Back on the mainland we seek out sustenance in the shape of bread bowl clam chowder. This is clam chowder served in a bowl consisting entirely of a loaf of bread. Full-on stodgy nourishment right there. So far America has done my waistline zero favours. Oh no wait, that’s my lack of willpower. In some sort of balancing act I bought (diary free soy free) chocolate ice cream made from coconut milk…

We ate a hearty Thanksgiving dinner Thursday evening with our San Fran host Shannon and his partner Wendy. This morning’s fare was eggs, crispy bacon, pancakes and maple syrup. This afternoon saw us ordering veggie burritos in El Taco…I failed to manage it all. Portions here are huge. Bring on the raw vegan diet please!

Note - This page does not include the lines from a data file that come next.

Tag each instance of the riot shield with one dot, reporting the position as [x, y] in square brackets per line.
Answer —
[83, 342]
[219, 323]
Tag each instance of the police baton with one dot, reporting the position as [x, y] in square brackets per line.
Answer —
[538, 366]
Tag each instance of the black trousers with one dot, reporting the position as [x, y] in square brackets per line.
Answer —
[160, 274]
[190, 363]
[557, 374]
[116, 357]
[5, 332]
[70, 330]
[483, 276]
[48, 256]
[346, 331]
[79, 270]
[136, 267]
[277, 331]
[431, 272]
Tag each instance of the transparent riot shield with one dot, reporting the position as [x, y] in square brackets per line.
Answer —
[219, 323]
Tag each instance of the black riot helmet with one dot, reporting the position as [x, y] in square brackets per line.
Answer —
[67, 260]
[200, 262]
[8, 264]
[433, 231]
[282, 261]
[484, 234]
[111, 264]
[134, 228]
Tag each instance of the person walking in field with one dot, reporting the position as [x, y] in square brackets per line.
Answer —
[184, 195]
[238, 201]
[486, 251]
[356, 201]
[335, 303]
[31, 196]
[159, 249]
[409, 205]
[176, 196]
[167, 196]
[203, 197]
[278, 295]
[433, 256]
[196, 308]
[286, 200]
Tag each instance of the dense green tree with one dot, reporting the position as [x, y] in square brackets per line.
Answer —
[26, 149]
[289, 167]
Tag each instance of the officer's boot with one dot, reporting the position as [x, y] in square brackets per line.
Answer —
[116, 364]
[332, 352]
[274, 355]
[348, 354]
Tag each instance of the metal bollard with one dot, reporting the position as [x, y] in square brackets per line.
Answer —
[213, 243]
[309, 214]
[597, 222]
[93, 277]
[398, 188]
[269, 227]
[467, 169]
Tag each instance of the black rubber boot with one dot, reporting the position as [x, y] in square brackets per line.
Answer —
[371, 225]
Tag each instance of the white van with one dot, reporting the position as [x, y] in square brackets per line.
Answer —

After a stroll in a nearby pine woods park, walking the little shitzu who goes by the name of Roxie, we took an inspiring wander around Mission to view the murals (images to follow) and paid a fruitful visit to the community thrift store (one velvet green jacket and beige corduroy hat). Tonight we are chilling with the first two thirds of the Lord of the Rings trilogy viewed on a projector with surround sound. In all honesty I paid attention to the first one, but became distracted by typing this post throughout a lot of the second one! It’s good to have a cosy night in. We are saving ourselves for tomorrow’s Reggae gig. Shannon works as a sound guy for the band Native and is getting us in for free. We will be joined by Amy, a friend from Liverpool who also happens to be travelling at the moment, entirely coincidentally also in San Francisco! Great minds think alike so they say….

Sunday’s plan is to take it easy in Dolores park with a day of people watching and recharging ready for our departure for pastures new on Monday. America rocks!